The Western Cape Repeater Working Group is running a raffle to raise funds to assist with the maintenance and repair of the repeaters they manage. Tickets are R50 each, and the lucky one whose ticket is drawn will win a brand new Baofeng UV-R 9 Plus, donated by ZS1DDK and ZS1F. If you buy two tickets for R100, you’ll get three chances in the draw, so don’t delay. Use your call sign and UV9 as a reference when you make an EFT into the Working Group’s bank account, which is available on www.wcrwg.co.za  The draw will take place once 100 tickets have been sold!

Here’s a doggy rescue story to end this week’s bulletin.

A pug sparked a widespread rescue mission involving two coastguard teams and a social media campaign after it got stuck in the mud.

The dog went missing near Rhyl’s promenade in North Wales and an online appeal found its way to both Rhyl and Flintshire coastguard teams who sprung to action.

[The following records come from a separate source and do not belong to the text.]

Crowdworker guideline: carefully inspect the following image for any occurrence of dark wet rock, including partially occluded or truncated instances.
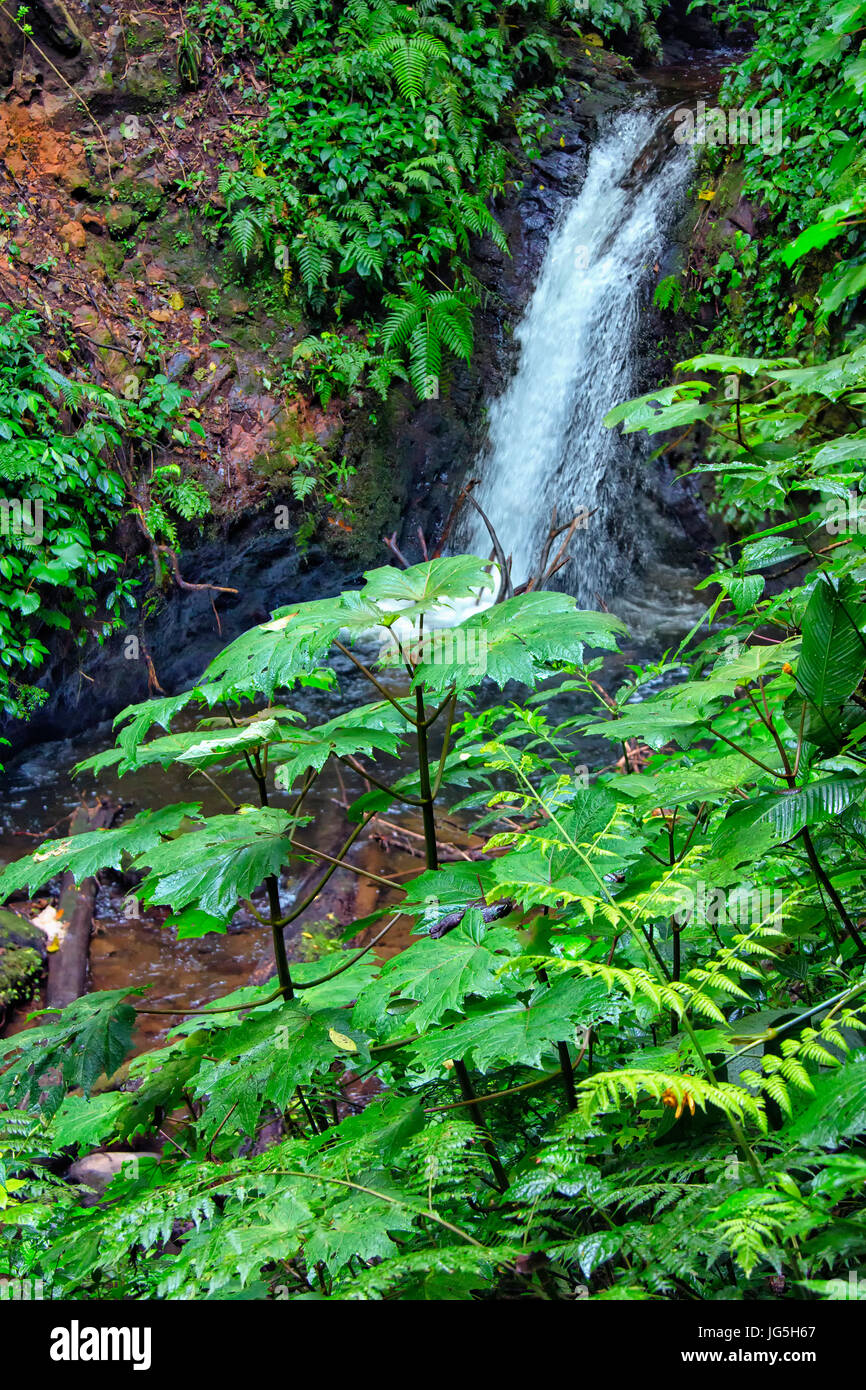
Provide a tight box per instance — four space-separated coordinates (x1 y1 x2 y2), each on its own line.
165 352 192 381
65 1150 163 1207
0 908 47 960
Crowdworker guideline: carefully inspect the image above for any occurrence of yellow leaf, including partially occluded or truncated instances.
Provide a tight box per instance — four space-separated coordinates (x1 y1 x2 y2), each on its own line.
328 1029 357 1052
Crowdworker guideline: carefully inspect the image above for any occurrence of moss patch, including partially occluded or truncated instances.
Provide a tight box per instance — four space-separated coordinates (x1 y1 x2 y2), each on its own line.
0 947 42 1011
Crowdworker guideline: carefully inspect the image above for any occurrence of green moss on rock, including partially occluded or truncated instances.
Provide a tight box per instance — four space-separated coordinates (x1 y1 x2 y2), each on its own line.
0 945 42 1012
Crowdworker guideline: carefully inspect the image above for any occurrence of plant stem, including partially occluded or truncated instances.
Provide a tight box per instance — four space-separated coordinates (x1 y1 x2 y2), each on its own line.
455 1058 509 1193
416 685 439 869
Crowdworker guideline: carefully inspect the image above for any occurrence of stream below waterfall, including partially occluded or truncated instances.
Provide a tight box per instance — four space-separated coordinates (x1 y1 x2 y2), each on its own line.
0 59 733 1047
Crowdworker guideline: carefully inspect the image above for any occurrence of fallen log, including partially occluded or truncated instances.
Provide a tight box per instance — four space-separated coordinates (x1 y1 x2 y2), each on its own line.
46 796 120 1009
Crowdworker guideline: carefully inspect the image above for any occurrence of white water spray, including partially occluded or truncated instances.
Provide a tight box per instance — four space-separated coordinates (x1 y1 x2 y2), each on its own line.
456 110 691 606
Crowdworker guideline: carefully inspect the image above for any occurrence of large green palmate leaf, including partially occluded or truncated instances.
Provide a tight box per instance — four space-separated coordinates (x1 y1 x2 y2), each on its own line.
0 802 200 901
198 556 492 695
270 701 407 796
713 776 866 859
101 685 221 771
0 990 140 1113
796 580 866 721
361 555 495 616
353 922 521 1031
584 639 799 749
613 753 755 812
407 979 619 1076
195 999 370 1136
605 381 713 434
133 806 297 920
414 592 626 695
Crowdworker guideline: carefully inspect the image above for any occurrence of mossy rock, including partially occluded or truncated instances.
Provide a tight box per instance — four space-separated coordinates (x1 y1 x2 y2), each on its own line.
106 203 143 238
0 945 42 1012
217 285 250 324
85 236 126 279
124 15 167 53
118 53 179 111
0 908 47 960
114 178 165 217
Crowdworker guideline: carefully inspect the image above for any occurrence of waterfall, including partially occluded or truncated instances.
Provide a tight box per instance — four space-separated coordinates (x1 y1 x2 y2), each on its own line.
457 108 691 606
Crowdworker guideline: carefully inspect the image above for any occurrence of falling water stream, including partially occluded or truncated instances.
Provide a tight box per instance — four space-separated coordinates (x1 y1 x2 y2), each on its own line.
0 89 711 1045
456 108 691 607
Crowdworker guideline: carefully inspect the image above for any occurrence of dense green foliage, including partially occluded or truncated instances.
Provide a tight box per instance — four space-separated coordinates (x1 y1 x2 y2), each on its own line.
195 0 660 398
678 0 866 356
0 311 209 716
0 4 866 1300
0 494 866 1300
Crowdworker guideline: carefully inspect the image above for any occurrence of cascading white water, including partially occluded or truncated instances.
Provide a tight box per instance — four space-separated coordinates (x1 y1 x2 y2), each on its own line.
457 110 689 606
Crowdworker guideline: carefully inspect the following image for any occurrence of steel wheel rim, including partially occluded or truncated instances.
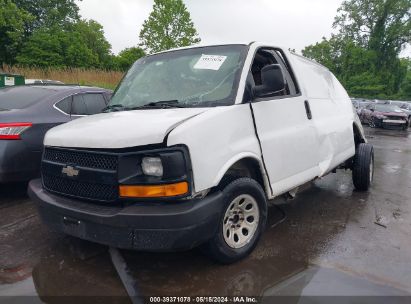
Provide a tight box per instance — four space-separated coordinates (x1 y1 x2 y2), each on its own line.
222 194 260 249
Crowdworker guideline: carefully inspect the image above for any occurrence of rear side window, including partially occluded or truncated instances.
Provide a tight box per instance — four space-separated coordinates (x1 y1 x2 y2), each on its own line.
0 86 55 110
71 93 106 115
83 94 106 115
71 94 87 115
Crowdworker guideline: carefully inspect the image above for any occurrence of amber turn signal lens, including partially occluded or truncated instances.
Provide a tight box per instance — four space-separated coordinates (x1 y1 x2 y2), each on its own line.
120 182 188 198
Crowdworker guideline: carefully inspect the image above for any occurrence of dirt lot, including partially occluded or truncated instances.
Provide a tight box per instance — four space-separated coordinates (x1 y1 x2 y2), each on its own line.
0 128 411 303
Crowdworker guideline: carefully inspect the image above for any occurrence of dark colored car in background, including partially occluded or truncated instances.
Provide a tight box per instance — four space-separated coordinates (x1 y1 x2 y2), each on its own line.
0 85 112 183
359 103 409 130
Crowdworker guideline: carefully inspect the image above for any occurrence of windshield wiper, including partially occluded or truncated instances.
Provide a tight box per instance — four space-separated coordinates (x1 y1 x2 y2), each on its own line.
102 104 128 113
128 99 184 110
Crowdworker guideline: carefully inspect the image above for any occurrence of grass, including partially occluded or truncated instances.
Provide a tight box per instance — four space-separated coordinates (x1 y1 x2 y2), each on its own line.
3 66 123 90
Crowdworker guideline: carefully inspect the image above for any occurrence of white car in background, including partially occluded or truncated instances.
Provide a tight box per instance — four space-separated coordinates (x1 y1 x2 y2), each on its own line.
29 43 374 263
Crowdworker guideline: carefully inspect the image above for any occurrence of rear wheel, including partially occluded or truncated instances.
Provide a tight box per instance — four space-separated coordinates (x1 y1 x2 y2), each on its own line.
352 143 374 191
203 178 267 264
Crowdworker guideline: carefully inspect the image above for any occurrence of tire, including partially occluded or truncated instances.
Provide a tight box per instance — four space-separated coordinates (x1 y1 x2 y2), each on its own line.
368 117 377 128
202 178 267 264
352 144 374 191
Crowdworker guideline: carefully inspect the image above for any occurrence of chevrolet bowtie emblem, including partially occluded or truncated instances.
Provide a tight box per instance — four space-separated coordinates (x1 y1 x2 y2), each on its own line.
61 166 80 177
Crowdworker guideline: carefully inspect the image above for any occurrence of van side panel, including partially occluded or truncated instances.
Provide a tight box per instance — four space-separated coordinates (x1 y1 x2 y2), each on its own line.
167 104 269 194
293 56 355 176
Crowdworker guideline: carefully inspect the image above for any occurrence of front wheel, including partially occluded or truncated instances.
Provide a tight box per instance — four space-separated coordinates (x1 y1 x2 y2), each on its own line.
203 178 267 264
352 143 374 191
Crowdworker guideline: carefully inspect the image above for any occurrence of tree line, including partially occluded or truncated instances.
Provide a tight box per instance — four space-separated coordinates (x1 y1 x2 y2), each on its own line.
302 0 411 100
0 0 145 70
0 0 200 71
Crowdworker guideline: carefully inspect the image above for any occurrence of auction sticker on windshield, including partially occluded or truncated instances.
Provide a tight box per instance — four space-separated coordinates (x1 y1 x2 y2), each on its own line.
194 54 227 71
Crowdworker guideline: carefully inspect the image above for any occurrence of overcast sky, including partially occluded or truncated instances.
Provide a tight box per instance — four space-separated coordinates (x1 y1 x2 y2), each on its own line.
78 0 411 55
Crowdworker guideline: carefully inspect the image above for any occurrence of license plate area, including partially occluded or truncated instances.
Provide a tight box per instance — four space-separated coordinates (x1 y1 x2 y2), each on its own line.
62 216 86 238
382 119 405 124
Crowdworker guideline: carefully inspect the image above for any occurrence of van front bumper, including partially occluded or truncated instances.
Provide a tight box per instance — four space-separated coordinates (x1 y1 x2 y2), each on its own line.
28 179 224 251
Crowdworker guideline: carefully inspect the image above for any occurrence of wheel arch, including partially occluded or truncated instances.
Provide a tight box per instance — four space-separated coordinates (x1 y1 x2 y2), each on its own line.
353 122 367 147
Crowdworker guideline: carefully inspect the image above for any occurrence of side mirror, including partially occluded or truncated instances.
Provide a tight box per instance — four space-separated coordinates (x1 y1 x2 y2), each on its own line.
253 64 286 98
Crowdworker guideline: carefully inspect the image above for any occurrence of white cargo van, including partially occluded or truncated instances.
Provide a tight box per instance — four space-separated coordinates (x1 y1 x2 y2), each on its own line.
29 43 373 263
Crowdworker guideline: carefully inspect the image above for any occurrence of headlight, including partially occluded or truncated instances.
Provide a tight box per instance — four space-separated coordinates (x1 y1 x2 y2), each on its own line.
141 157 163 177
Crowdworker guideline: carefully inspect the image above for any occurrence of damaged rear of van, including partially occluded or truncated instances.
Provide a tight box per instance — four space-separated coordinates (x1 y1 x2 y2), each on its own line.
29 43 374 263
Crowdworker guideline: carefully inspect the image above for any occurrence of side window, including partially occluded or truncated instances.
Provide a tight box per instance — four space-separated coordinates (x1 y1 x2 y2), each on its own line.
56 96 71 115
71 94 87 115
274 50 300 95
248 48 300 98
83 93 106 115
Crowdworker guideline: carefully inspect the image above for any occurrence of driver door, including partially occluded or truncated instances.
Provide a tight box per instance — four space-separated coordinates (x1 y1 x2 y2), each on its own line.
251 49 320 196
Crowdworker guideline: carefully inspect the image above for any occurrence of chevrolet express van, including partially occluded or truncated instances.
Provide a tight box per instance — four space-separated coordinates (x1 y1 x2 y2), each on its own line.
29 43 374 263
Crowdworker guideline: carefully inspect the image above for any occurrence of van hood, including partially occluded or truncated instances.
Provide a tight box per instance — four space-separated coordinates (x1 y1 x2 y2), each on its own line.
44 108 208 149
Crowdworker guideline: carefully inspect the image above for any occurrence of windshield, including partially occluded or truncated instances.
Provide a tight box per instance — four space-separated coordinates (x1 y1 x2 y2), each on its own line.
109 45 247 108
375 104 403 113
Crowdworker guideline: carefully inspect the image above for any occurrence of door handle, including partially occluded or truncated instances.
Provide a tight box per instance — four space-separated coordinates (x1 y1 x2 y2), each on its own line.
304 100 313 120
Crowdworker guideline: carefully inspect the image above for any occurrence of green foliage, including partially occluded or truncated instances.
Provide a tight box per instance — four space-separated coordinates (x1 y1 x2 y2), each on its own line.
0 0 32 67
302 0 411 99
17 21 110 68
17 31 64 67
0 0 115 68
13 0 80 34
116 47 146 71
140 0 200 53
73 20 112 68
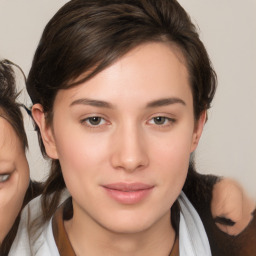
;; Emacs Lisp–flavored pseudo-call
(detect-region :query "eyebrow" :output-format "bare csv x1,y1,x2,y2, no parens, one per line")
70,98,113,108
70,97,186,108
147,97,186,108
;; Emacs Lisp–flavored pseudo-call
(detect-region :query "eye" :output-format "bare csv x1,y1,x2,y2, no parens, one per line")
82,116,106,126
149,116,175,126
0,174,10,183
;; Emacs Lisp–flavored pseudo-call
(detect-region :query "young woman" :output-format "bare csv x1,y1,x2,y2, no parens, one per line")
0,60,42,255
0,60,250,255
7,0,255,255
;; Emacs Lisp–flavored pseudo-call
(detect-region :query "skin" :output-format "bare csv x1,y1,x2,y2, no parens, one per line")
32,43,205,255
0,117,29,242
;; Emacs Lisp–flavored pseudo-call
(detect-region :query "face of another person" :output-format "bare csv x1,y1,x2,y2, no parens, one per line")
0,117,29,242
38,43,205,233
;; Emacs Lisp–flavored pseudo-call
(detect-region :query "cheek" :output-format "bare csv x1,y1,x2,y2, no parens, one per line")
55,129,109,192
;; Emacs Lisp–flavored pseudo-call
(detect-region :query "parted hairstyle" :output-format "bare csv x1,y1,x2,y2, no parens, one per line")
27,0,216,219
0,60,28,150
0,59,42,255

The dog’s family was greatly concerned over his whereabouts, especially 12-year-old James, who is autistic and relies on Buddy to keep his anxiety levels low.

Thankfully, Buddy was soon found near the River Clwyd where it was discovered he had become stuck in the mud.

Rescuers were able to free him allowing owner Sarah to share the good news on Facebook.

Speaking to North Wales Live, she said: “I would just like to say thank you to everyone from the bottom of our hearts. We are over the moon with finding Buddy and James is the happiest boy alive right now.

“Nobody ever gave up and they travelled out to help look, they phoned, visited, messaged and shared anything they could to help.

“We were given the best support anyone could wish for, so thank you to everyone; you kept me going all night and day.”

After his ordeal, Buddy was given a much-needed bath.

Sarah added: “James and Buddy have been snuggling since being back together and slept right through the night.

“Buddy means the world to the entire family and helps keep James calm and his anxiety levels low, giving him comfort and making James feel safe.”

I’m sure you’ll agree this is altogether a better story than last week!

This is Dave Reece ZS1DFR Reporting for HAMNET in South Africa.